The HHBlits HHM profile (from the -ohhm HHBlits output file). Asterisks in the output are replaced by 0.0. The following code parses the HHM file:

def extract_hmm_profile(hhm_file, sequence, asterisks_replace=0.0):
  """Extracts information from the hmm file and replaces asterisks."""
  profile_part = hhm_file.split('#')[-1]
  profile_part = profile_part.split('\n')
  whole_profile = [i.split() for i in profile_part]
  # This part strips away the header and the footer.
  whole_profile = whole_profile[5:-2]
  gap_profile = np.zeros((len(sequence), 10))
  aa_profile = np.zeros((len(sequence), 20))
  count_aa = 0
  count_gap = 0
  for line_values in whole_profile:
    if len(line_values) == 23:
      # The first and the last values in line_values are metadata, skip them.
      for j, t in enumerate(line_values[2:-1]):
        aa_profile[count_aa, j] = (
            2**(-float(t) / 1000.0) if t != '*' else asterisks_replace)
      count_aa += 1
    elif len(line_values) == 10:
      for j, t in enumerate(line_values):
        if j <= 6:
          gap_profile[count_gap, j] = (
              2**(-float(t) / 1000.0) if t != '*' else asterisks_replace)
        else:
          # Neff_M, Neff_I, and Neff_D are given in units of 0.001.
          gap_profile[count_gap, j] = float(t) / 1000.0
      count_gap += 1
    elif not line_values:
      pass
    else:
      raise ValueError('Wrong length of line %s hhm file. Expected 0, 10 or 23'
                       'got %d'%(line_values, len(line_values)))
  hmm_profile = np.hstack([aa_profile, gap_profile])
  assert len(hmm_profile) == len(sequence)
  return hmm_profile

non_gapped_profile

A profile from amino acids only (discounting gaps).

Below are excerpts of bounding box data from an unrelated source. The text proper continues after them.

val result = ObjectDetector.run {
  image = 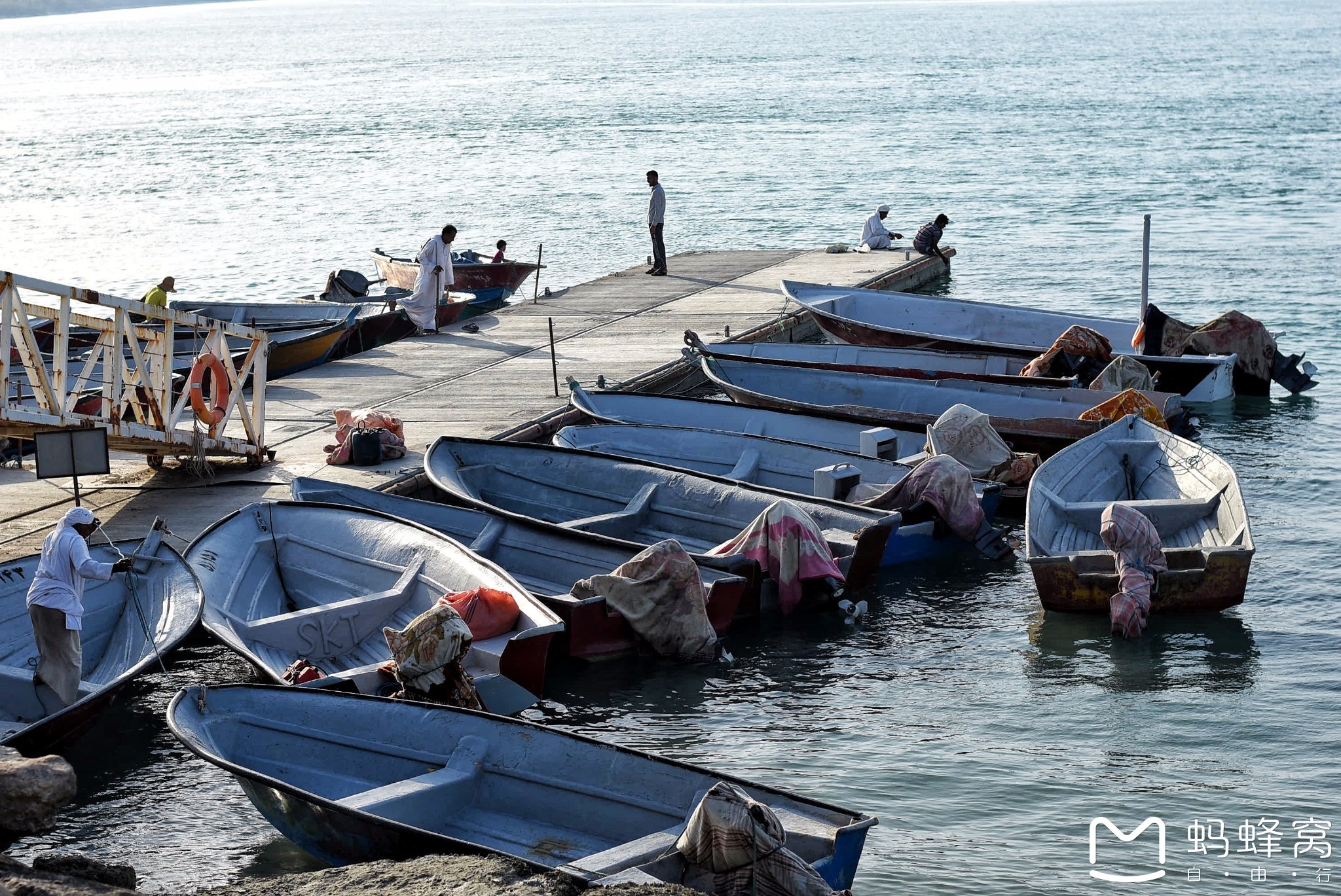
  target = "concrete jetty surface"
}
[0,249,952,561]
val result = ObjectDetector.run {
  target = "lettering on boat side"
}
[298,610,358,657]
[1090,815,1166,884]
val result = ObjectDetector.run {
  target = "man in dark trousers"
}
[648,171,667,276]
[913,215,949,267]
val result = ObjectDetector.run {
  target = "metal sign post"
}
[33,427,111,507]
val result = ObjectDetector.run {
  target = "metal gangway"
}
[0,271,270,467]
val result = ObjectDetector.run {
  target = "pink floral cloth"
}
[708,500,845,616]
[325,408,405,464]
[1098,503,1168,637]
[857,455,983,542]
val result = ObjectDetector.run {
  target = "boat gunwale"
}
[0,538,205,755]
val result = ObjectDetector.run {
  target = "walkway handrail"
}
[0,271,268,459]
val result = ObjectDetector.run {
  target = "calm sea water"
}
[0,0,1341,893]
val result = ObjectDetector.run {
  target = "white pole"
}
[1141,215,1150,321]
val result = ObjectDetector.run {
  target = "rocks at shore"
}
[0,854,137,896]
[185,856,703,896]
[32,853,136,889]
[0,747,75,845]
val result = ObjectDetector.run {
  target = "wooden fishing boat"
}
[568,381,927,460]
[0,523,202,757]
[424,436,900,588]
[701,358,1184,457]
[1025,416,1254,613]
[373,249,544,302]
[168,684,877,891]
[554,424,1002,565]
[782,280,1238,401]
[684,330,1081,389]
[187,501,562,715]
[289,476,748,660]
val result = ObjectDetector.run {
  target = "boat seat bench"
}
[228,560,424,660]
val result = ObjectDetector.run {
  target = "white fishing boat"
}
[782,280,1238,401]
[187,501,563,715]
[1025,414,1254,613]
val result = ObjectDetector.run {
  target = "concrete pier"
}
[0,249,952,560]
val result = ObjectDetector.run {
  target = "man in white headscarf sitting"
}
[401,224,456,335]
[861,206,904,249]
[28,507,134,708]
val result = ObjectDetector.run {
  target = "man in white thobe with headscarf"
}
[28,507,134,711]
[861,206,904,249]
[401,224,456,335]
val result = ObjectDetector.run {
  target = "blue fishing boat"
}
[554,424,1002,564]
[168,684,877,892]
[568,378,927,460]
[424,436,902,588]
[0,522,204,757]
[289,476,759,660]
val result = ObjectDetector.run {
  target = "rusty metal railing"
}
[0,271,268,461]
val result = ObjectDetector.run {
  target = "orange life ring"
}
[191,351,229,427]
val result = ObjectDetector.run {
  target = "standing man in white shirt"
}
[28,507,134,712]
[648,171,667,276]
[401,224,456,335]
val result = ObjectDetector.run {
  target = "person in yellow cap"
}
[139,276,177,308]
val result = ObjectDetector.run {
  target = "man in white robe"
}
[861,206,904,249]
[28,507,134,711]
[401,224,456,335]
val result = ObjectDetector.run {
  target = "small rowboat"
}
[168,684,877,892]
[0,524,202,757]
[424,436,900,588]
[684,330,1081,389]
[1025,416,1254,613]
[782,280,1238,401]
[373,249,544,303]
[568,382,927,460]
[554,424,1002,565]
[291,476,747,660]
[701,358,1183,457]
[187,501,563,715]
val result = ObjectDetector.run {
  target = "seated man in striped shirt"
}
[913,215,949,267]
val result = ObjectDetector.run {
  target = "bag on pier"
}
[572,538,718,662]
[927,405,1039,486]
[674,781,850,896]
[1098,503,1168,637]
[326,408,405,464]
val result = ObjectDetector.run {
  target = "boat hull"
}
[1025,414,1254,613]
[168,685,877,889]
[373,251,536,300]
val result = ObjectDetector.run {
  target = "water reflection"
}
[1025,612,1259,694]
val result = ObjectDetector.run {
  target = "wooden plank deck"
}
[0,242,944,558]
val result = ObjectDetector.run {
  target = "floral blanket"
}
[1098,503,1168,637]
[708,500,843,616]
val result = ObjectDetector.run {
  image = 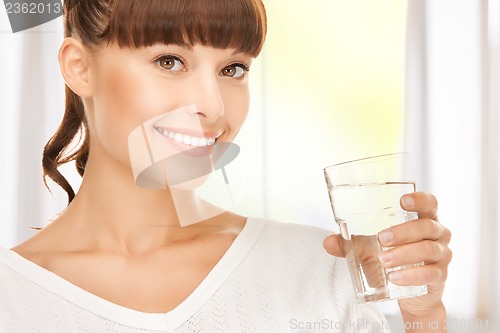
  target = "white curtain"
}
[0,15,65,247]
[406,0,500,322]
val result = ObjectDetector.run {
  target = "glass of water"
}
[324,153,427,303]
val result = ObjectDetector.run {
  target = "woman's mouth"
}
[154,126,220,148]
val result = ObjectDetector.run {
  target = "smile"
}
[155,127,217,147]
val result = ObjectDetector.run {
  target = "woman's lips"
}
[154,126,221,154]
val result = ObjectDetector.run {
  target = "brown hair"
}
[42,0,267,202]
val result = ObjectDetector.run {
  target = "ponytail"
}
[42,87,89,204]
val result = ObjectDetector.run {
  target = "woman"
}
[0,0,451,332]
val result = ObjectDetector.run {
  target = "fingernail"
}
[378,252,394,264]
[403,195,415,208]
[378,230,394,245]
[389,272,401,283]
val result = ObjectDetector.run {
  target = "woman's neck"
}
[48,151,234,252]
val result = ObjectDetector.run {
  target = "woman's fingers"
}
[378,240,452,268]
[378,218,451,246]
[400,192,438,221]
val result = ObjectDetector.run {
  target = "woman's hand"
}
[324,192,452,332]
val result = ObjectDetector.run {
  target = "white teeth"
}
[198,138,208,147]
[155,127,216,147]
[191,136,200,147]
[174,133,184,142]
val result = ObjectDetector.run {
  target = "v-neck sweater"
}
[0,218,388,333]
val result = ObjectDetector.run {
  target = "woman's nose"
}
[189,75,224,122]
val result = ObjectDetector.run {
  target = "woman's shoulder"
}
[248,218,335,263]
[249,218,334,244]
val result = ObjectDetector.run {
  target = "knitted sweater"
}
[0,218,389,333]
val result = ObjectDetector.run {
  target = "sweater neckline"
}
[0,218,265,331]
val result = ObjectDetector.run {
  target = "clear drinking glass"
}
[324,153,427,303]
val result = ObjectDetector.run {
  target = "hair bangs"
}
[103,0,267,57]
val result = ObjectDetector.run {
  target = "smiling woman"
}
[0,0,451,333]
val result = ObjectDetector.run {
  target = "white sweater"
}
[0,218,388,333]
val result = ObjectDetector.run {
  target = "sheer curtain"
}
[406,0,500,322]
[0,15,65,247]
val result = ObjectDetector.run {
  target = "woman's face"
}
[86,44,252,172]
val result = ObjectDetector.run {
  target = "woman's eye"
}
[156,55,184,71]
[221,64,249,78]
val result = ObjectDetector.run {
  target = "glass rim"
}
[323,151,410,172]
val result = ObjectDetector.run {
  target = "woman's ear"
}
[58,37,92,97]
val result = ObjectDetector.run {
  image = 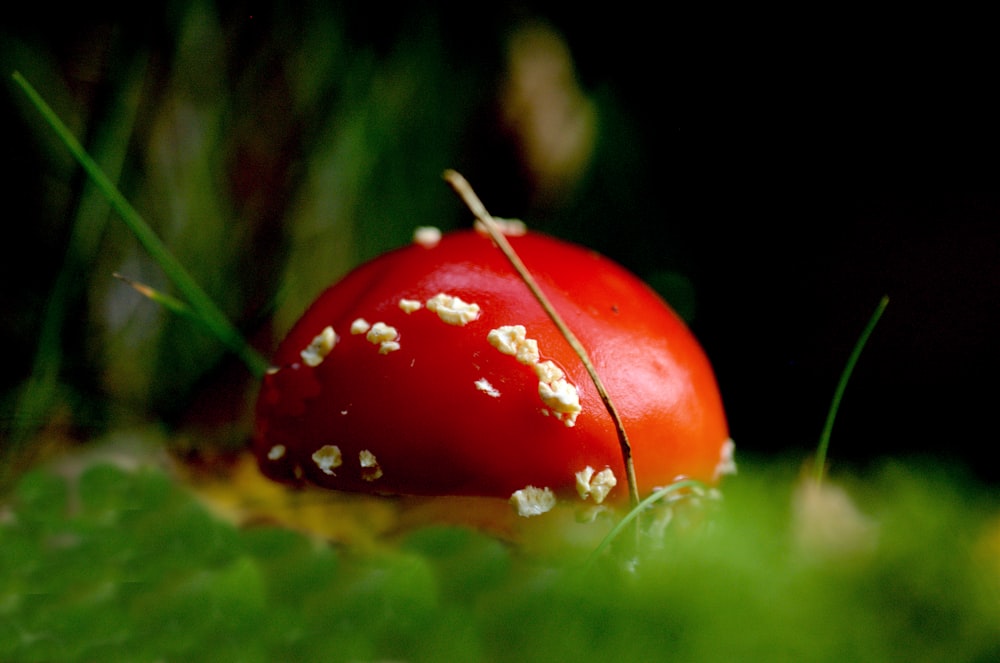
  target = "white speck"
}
[413,226,441,249]
[365,322,399,355]
[486,325,539,366]
[538,380,583,426]
[712,439,736,481]
[509,486,556,518]
[358,449,382,481]
[399,299,424,314]
[576,465,618,504]
[313,444,343,475]
[427,292,479,327]
[486,325,583,426]
[299,327,337,368]
[476,378,500,398]
[474,216,528,237]
[535,361,566,383]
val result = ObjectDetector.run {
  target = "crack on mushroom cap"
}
[299,327,337,368]
[473,216,528,237]
[509,486,556,518]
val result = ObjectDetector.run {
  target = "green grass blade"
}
[13,71,268,377]
[586,479,707,567]
[815,296,889,482]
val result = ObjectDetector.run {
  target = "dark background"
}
[0,3,1000,480]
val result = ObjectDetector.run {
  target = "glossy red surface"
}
[254,230,729,499]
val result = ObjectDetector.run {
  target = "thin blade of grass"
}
[13,71,268,377]
[814,295,889,483]
[585,479,708,567]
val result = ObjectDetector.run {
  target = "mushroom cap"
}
[254,230,731,499]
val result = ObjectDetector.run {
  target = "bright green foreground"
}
[0,448,1000,662]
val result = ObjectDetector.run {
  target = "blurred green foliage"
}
[0,0,694,478]
[0,454,1000,663]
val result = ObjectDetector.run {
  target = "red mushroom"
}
[254,215,732,515]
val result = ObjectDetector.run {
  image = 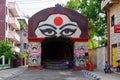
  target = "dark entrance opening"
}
[42,37,74,69]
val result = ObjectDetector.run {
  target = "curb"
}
[81,70,103,80]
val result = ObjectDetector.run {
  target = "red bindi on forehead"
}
[54,16,63,26]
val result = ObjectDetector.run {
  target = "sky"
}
[10,0,69,17]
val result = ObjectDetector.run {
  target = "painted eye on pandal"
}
[39,28,56,36]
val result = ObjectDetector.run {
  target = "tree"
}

def non_gapped_profile(amino_acids):
  """Computes a profile from only amino acids and discounting gaps."""
  profile = np.zeros(21)
  for aa in amino_acids:
    if aa != 21:  # Ignore gaps.
      profile[aa] += 1.
  return profile / np.sum(profile)

num_alignments

The number of HHBlits multiple sequence alignments. Has to be repeated NR times. For example, if there are 10 alignments for a sequence of length 8, then num_alignments = [[10], [10], [10], [10], [10], [10], [10], [10]].

pseudo_frob

This feature collapses the 484 channels of pseudolikelihood into one by taking the Frobenius norm of the 484 channels and then subtracting the Average Product Correction of the computed Frobenius norm. The Frobenius norm does not take into account the 22nd gap state.

pseudolikelihood

Parameters of a Potts Model coupling the amino acid types of particular residues estimated by pseudolikelihood. See https://doi.org/10.1103/PhysRevE.87.012707 for more details.

residue_index

Index of each residue giong from 0 to NR - 1. For example, the sequence AACR has residue_index = [[0], [1], [2], [3]].

reweighted_profile

Profile where sequences are reweighted to weight rarer sequences higher. The sequence weights are calculated like this:

def sequence_weights(sequence_matrix):
  """Compute sequence reweighting to weight rarer sequences higher."""
  num_rows, num_res = sequence_matrix.shape
  cutoff = 0.62 * num_res
  weights = np.ones(num_rows, dtype=np.float32)
  for i in range(num_rows):
    for j in range(i + 1, num_rows):
      similarity = (sequence_matrix[i] == sequence_matrix[j]).sum()
      if similarity > cutoff:
        weights[i] += 1
        weights[j] += 1
  return 1.0 / weights

seq_length

The length of the amino acid sequence. Has to be repeated NR times. For example, the sequence AACR would have seq_length = [[4], [4], [4], [4]].

sequence

The amino acid sequence (1-letter amino acid encoding). For example, a protein with Alanine, Lysine, Arginine has sequence = 'AKR'.

Disclaimer

This is not an official Google product.